音楽ひとりごと(28) 雪村いづみ+江利チエミ

雪村いづみ[歌手]
江利チエミ[歌手]

 尾崎紀世彦と雪村との共演をNHK-BS2 で見て、今回はこの大歌手二人について書こうと思う。

 かの、元祖三人娘の二人である。 もうひとりの美空ひばりについて改めて書くことは何もない。

 私はこの三人娘の世代ではない。 しかし1970年代前半に、この二人のシングルレコードを続けて買っている。 70年に初めて開催されたヤマハの世界歌謡祭(この年だけは東京国際歌謡音楽祭と言った)で歌唱グランプリ受賞曲となったのが、雪村の「涙」である。 中村八大によるスケールの大きな曲だ。

 次の年、私は中学三年で、富士山の麓で行われたボーイスカウトの世界ジャンボリーに参加していたとき、旧式のテントの中のラジオから流れてきたのが江利チエミの「旅立つ朝」であった。 アメリカ録音の粋なサウンドがすぐに気に入った。

 そして、翌年の72年、高校生になった私を感動させたのが第一回東京音楽祭(TBS主催)でポピュラー大賞を穫った雪村いづみの「私は泣かない」である。 千家和也とすぎやまこういちによる、メロディもアレンジも最高の曲だ。 雪村の悲鳴にも似た細い声がクライマックスで深みのある声に変わる瞬間、私の背中に電流が流れたようだった。 B面の「最後の晩餐」も凝ったアレンジの名曲なのだが、残念ながらCD化されていない。

 さらに翌73年、テレビドラマ「黄色いトマト」に主演し、加藤剛と淡いラブシーンを演じたのが江利チエミで、主題歌「愛はひそかに」は江利には珍しく、ゆったりとしたバラードだった。

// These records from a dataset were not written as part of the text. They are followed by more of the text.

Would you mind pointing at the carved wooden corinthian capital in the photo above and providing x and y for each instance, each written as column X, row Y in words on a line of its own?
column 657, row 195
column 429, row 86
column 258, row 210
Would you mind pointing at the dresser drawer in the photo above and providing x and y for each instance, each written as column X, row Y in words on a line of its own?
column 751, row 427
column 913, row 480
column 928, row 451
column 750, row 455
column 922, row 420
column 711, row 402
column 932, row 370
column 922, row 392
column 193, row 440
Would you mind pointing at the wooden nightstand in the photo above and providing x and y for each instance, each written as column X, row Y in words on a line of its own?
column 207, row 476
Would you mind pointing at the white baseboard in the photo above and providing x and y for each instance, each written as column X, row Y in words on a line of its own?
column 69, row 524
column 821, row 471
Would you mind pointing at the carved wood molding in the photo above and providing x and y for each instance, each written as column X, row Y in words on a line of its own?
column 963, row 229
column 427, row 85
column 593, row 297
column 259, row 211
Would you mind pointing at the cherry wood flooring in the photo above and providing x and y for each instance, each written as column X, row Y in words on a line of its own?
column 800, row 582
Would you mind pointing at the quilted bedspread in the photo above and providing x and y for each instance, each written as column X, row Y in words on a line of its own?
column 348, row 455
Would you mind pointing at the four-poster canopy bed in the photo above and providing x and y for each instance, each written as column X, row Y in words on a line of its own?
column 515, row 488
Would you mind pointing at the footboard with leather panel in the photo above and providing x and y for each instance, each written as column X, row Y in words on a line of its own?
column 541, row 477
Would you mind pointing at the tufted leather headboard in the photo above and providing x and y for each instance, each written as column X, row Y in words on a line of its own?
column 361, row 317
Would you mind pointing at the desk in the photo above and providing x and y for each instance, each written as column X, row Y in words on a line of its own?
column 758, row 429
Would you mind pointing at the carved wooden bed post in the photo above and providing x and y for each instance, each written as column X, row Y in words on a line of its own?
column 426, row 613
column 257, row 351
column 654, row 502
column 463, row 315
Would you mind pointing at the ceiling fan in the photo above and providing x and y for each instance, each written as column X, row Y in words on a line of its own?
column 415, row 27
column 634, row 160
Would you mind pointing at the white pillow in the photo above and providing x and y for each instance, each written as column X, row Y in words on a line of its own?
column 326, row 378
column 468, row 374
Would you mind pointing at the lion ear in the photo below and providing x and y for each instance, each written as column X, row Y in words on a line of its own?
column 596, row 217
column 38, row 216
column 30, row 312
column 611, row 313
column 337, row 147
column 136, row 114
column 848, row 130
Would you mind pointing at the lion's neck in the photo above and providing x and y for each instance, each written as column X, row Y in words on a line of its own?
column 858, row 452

 そして高校三年となった74年、雪村いづみはアルファの原盤でマッシュルーム・レーベルから、アルバム「スーパー・ジェネレーション」をリリースした。 これは、モダンな服部良一メロディーを子息の服部克久と、当時知る人ぞ知るスーパーユニット「キャラメル・ママ」のバックアップで、全く新しい世界を創り出した画期的なアルバムだった。 しかし私は当時、LPは買えなかったがシングルカットされたのが「東京ブギウギ」で、そのB面が唯一の新曲「昔のあなた」だった。 山上路夫と服部克久のコンビで、なんとも美しいバラードだった。 アルバムはその後、1989年にCD化されたとき、やっと手に入れることができた。

 これらの年代は、まさに前回の男性三人による「ビッグ・スリー」の時代と重なるのだ。 忘れてならない伊東ゆかりもまた、69年の「青空のゆくえ」から72年の「陽はまた昇る」など、コンテストなどで活躍していた頃である。 つまり、ベテランに差し掛かった実力のある歌手が、活躍できた良い時代だったと言えるのではないだろうか。

 ちなみに、先日のBS放送で、雪村は「私は泣かない」を歌ってくれた。

訂正:雪村のアルバム「スーパー・ジェネレーション」は、コロンビア・レーベルからのリリースだったようです。
 また、同時期に残されお蔵入りしていたいくつかの録音が、1990年の一連のマッシュルームレーベルのアルバム(ガロ、小坂忠など)がCDで復刻された際、一枚のアルバム「カモン・バック」として初めて日の目を見ました。 こちらは間違いなく、マッシュルームレーベルとなっています。